The phrase means going from a relatively safe encampment into danger-filled territory. In Iraq today, the entire country is on the other side of the wire, Pham said.

“Random mortar fire landed on our base all the time. . . . You don't know who the enemy is, you can't see him and he is smart, constantly adapting,” he said. “If a kid with a backpack (goes by) and you tell him to stop and he keeps going, what do you do? From a Marine's point of view, you take him out. From a civilian's point of view, that's murder.”

Such circumstances differ from the Hamdaniya case, in which the suspects allegedly plotted to execute the Iraqi civilian.

“Killing people over there and making it look like a combat action is easy to do, but that is not the reason we are there,” said Robert Talley, 45, of Temecula. The former Marine staff sergeant, who also saw action in Fallujah, retired last month after 22 years of service.

As disturbing as the underlying charges may be, courts-martial for alleged war crimes can ultimately have positive effects, said Charles Moskos, professor emeritus at Northwestern University specializing in military sociology.

“If we didn't have these trials, the world would say we're no better than a bunch of Nazis,” Moskos said. “We will always have people doing evil things in combat, particularly in a place like Iraq where you don't know friend from foe.

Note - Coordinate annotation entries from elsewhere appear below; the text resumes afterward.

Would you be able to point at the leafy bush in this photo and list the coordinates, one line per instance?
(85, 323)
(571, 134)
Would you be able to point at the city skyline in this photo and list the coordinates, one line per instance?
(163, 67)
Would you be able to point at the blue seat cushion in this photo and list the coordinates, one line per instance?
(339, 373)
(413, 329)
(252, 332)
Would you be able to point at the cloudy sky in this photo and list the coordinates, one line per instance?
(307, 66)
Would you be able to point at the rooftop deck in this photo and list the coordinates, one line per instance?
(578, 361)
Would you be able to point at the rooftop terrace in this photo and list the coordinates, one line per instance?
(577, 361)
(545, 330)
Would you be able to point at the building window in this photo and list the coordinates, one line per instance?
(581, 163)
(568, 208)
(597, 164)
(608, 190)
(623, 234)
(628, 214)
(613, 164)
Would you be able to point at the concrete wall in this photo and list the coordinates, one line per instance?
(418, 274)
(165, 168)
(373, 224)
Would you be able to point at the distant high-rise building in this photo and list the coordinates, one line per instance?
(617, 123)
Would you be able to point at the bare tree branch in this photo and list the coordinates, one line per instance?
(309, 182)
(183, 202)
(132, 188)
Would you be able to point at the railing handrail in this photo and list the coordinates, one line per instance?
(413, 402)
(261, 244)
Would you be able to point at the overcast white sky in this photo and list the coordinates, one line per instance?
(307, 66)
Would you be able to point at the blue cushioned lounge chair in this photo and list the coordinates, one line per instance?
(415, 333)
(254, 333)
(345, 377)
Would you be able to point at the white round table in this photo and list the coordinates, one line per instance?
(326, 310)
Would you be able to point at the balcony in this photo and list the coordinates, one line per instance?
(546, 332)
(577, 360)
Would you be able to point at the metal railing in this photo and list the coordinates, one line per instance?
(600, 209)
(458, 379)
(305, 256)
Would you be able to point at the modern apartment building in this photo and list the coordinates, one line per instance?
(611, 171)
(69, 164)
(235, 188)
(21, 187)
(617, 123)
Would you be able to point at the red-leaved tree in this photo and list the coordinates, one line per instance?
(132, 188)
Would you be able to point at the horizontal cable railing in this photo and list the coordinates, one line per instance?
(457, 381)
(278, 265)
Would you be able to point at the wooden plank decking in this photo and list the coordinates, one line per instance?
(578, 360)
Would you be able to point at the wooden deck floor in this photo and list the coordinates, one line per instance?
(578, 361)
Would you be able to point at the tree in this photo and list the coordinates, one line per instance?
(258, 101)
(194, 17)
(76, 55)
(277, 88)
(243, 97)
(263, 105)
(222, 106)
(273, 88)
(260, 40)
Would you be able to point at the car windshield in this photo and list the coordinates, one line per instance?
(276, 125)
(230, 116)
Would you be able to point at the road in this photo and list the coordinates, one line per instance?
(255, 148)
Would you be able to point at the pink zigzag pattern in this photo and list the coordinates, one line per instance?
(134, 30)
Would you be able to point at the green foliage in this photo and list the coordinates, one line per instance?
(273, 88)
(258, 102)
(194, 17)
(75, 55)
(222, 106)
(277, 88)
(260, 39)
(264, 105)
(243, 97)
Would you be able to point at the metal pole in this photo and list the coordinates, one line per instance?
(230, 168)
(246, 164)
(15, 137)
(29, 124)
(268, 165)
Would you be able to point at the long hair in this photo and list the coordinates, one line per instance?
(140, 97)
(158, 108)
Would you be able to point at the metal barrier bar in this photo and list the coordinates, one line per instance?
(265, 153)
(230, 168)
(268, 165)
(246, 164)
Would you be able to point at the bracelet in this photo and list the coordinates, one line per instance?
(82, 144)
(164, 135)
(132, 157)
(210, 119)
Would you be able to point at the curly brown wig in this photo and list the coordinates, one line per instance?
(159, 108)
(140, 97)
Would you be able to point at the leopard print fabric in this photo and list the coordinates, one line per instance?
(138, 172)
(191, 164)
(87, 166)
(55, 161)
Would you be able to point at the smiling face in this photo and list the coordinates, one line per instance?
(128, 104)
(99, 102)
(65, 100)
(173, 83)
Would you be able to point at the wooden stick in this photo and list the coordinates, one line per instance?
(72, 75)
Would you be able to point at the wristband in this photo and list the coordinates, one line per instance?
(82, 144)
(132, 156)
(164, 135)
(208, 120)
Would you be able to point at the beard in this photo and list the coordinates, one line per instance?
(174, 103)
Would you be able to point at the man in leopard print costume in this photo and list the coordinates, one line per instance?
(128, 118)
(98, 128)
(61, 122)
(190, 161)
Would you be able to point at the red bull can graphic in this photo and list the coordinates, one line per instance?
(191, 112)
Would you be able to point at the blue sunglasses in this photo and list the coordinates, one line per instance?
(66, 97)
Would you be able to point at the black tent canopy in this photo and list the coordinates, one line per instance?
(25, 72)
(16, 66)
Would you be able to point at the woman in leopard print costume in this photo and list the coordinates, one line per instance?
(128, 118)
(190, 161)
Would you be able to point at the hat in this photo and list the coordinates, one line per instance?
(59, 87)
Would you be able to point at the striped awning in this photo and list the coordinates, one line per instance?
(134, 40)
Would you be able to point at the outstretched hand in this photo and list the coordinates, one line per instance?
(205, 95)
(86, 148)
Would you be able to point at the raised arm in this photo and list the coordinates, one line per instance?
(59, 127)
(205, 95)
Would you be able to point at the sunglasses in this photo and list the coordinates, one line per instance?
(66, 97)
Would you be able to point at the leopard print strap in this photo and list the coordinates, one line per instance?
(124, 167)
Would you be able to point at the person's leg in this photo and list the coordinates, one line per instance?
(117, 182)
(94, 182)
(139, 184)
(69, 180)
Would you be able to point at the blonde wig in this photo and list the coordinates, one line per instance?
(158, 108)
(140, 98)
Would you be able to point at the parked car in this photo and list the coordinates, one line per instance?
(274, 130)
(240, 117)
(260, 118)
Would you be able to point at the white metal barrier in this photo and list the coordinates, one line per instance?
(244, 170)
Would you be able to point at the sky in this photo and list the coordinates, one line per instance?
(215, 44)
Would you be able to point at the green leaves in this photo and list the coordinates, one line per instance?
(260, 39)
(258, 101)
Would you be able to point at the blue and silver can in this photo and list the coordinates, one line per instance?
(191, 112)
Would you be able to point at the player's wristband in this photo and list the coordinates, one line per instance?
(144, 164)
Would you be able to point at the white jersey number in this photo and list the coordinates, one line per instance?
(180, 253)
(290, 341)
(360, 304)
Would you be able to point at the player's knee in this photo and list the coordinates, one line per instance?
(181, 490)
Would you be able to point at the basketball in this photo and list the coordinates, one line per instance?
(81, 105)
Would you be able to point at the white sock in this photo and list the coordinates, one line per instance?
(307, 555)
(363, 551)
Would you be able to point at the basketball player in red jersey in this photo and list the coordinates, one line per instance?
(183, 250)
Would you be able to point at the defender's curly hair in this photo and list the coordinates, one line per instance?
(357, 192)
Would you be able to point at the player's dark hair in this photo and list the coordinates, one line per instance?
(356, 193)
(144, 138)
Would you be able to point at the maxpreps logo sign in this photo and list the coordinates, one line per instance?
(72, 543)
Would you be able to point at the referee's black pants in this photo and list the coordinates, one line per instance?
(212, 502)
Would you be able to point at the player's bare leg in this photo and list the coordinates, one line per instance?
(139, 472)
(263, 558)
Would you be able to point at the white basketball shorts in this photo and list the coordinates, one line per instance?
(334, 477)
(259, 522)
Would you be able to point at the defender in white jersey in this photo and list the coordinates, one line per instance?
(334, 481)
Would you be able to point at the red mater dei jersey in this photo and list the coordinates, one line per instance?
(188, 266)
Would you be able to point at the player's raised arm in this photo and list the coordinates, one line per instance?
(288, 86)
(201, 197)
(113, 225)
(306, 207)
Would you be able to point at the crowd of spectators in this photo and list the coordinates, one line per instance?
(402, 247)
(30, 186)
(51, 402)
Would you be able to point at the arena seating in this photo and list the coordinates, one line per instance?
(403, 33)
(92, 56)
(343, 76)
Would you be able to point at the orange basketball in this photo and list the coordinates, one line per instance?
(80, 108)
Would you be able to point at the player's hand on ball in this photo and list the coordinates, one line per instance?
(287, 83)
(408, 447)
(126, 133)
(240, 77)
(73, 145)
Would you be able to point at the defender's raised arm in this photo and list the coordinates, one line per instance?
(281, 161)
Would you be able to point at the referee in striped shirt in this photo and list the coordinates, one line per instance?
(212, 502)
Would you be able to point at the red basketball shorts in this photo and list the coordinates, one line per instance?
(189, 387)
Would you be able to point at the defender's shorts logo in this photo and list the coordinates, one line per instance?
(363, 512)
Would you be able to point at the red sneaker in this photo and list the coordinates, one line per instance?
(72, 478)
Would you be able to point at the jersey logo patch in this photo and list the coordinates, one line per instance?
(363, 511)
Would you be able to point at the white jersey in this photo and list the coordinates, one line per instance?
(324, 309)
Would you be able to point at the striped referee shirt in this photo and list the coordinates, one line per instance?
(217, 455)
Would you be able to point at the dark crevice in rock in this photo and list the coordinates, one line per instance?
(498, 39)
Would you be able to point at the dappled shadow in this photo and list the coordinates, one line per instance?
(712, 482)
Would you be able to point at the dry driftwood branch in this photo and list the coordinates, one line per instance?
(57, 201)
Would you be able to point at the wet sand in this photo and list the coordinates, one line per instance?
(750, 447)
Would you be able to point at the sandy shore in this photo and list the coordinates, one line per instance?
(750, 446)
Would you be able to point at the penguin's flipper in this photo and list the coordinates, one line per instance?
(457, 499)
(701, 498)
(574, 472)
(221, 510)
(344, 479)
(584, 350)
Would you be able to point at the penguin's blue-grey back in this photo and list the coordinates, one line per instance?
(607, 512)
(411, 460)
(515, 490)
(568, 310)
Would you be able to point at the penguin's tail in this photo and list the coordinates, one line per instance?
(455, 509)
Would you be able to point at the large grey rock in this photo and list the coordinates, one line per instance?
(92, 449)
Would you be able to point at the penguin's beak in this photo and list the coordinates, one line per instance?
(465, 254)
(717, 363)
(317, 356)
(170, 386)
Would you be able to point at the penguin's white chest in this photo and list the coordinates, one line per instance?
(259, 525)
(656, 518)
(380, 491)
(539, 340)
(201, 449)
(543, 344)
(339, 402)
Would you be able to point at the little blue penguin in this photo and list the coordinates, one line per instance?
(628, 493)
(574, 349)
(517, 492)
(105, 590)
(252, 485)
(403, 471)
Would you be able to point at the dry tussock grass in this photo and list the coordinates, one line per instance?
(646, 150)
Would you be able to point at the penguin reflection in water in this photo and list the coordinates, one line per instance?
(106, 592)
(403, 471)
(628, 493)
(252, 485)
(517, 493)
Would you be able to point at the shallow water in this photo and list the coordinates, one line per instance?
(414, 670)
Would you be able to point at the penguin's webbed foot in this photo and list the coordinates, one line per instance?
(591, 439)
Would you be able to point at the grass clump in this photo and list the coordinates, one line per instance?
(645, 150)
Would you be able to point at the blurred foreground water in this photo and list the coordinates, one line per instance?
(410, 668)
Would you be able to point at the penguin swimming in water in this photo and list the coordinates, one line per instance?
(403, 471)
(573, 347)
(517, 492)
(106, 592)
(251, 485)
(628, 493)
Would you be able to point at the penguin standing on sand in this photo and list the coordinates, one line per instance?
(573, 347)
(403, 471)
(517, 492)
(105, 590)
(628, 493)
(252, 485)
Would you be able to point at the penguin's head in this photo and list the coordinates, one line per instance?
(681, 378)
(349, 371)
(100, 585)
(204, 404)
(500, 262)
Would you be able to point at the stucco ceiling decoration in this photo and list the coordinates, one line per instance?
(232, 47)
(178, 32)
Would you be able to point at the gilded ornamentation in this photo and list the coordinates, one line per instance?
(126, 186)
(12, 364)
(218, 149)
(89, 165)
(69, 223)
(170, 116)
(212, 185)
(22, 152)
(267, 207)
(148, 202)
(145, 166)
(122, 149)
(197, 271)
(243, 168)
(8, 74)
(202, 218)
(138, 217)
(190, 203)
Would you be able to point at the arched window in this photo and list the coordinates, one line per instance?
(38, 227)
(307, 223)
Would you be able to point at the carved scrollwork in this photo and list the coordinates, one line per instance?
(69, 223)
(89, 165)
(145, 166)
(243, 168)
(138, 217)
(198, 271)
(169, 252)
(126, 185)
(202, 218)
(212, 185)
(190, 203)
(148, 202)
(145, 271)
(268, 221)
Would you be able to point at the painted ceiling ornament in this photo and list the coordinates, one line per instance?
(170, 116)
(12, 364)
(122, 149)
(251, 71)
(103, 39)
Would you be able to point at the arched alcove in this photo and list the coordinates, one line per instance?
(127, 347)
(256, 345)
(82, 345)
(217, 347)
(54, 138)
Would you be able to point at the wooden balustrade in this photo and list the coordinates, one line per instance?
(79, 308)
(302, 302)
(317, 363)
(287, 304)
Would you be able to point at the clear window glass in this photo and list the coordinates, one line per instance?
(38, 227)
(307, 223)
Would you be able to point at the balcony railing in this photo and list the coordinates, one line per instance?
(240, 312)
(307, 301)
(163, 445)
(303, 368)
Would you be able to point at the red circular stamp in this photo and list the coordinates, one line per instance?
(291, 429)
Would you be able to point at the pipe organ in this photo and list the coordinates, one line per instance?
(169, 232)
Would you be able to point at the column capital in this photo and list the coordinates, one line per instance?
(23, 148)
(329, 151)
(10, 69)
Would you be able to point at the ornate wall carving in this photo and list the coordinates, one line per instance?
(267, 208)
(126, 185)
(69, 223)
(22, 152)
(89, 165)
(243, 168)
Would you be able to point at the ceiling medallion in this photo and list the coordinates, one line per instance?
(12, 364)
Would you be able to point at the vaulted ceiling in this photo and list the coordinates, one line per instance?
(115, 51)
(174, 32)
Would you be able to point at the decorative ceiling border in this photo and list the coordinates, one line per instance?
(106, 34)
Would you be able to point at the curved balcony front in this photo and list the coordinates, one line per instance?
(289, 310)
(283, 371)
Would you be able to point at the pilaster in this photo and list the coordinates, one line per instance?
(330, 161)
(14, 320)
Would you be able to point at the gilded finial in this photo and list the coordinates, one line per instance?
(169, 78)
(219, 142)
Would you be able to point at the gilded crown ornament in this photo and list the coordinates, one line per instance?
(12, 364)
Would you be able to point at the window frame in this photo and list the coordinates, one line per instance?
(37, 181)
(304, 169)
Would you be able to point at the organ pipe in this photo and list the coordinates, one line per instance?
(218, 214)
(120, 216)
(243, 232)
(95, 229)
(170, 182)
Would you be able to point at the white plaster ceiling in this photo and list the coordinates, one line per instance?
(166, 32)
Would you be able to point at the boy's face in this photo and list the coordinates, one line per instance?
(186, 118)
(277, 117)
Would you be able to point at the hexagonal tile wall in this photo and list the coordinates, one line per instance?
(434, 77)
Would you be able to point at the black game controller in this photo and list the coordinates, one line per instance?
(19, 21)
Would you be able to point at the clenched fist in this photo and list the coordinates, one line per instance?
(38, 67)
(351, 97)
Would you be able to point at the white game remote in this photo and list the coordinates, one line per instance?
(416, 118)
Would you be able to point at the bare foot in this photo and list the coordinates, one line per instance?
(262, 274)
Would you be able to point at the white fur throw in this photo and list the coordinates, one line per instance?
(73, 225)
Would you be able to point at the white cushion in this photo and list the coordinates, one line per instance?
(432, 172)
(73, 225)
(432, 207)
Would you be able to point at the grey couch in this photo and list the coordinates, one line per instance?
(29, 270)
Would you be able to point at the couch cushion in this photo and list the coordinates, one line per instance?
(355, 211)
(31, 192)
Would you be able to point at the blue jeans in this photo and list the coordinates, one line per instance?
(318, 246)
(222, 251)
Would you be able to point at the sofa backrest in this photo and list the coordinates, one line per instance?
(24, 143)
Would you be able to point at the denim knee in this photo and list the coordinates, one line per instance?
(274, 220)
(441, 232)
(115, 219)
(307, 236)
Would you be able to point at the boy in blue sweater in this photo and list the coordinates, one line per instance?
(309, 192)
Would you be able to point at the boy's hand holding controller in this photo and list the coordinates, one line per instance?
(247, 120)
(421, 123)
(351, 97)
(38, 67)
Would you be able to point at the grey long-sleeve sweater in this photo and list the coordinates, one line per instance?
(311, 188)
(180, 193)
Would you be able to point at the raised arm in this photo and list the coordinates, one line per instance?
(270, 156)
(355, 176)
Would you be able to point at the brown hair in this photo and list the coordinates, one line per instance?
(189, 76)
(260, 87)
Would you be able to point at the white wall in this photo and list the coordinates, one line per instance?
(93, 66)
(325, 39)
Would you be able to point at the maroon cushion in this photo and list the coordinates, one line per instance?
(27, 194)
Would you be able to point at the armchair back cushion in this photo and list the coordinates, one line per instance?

But we need people to adhere to the highest moral standards, and the military is quite correct in punishing culprits behind such atrocities.”

As the Iraq war approaches its fourth anniversary, he said, Americans should brace themselves for more cases involving detainee abuse, slayings and other atrocities.

“The blurring of the killing line gets worse in Iraq the more casualties we suffer,” Moskos said. “The threshold of what is acceptable in such a killing place gets lower the longer we are there.”

Courts-martial are good for the public but bad for military morale, said David Segal, director of the Center for Research on the Military Organization at the University of Maryland.

“They impose upon the public a sense of reality about the true nature of war,” Segal said. “We have not been getting enough of that from Iraq, so for the country this is a healthy thing. But for soldiers and Marines, it probably has a demoralizing effect.”

Segal said people should understand that while “the veneer of civilization is very thin and tends to crack in war, the overwhelming number of men and women in uniform perform honorably and well.”

Rodriguez, the former Camp Pendleton corporal, said he hopes the Iraq conflict will end with some sort of redemption.

“Hundreds of thousands of proud men and women have risked their lives in this war,” he said. “Some good has got to come out of it. We can't be remembered for war crimes.”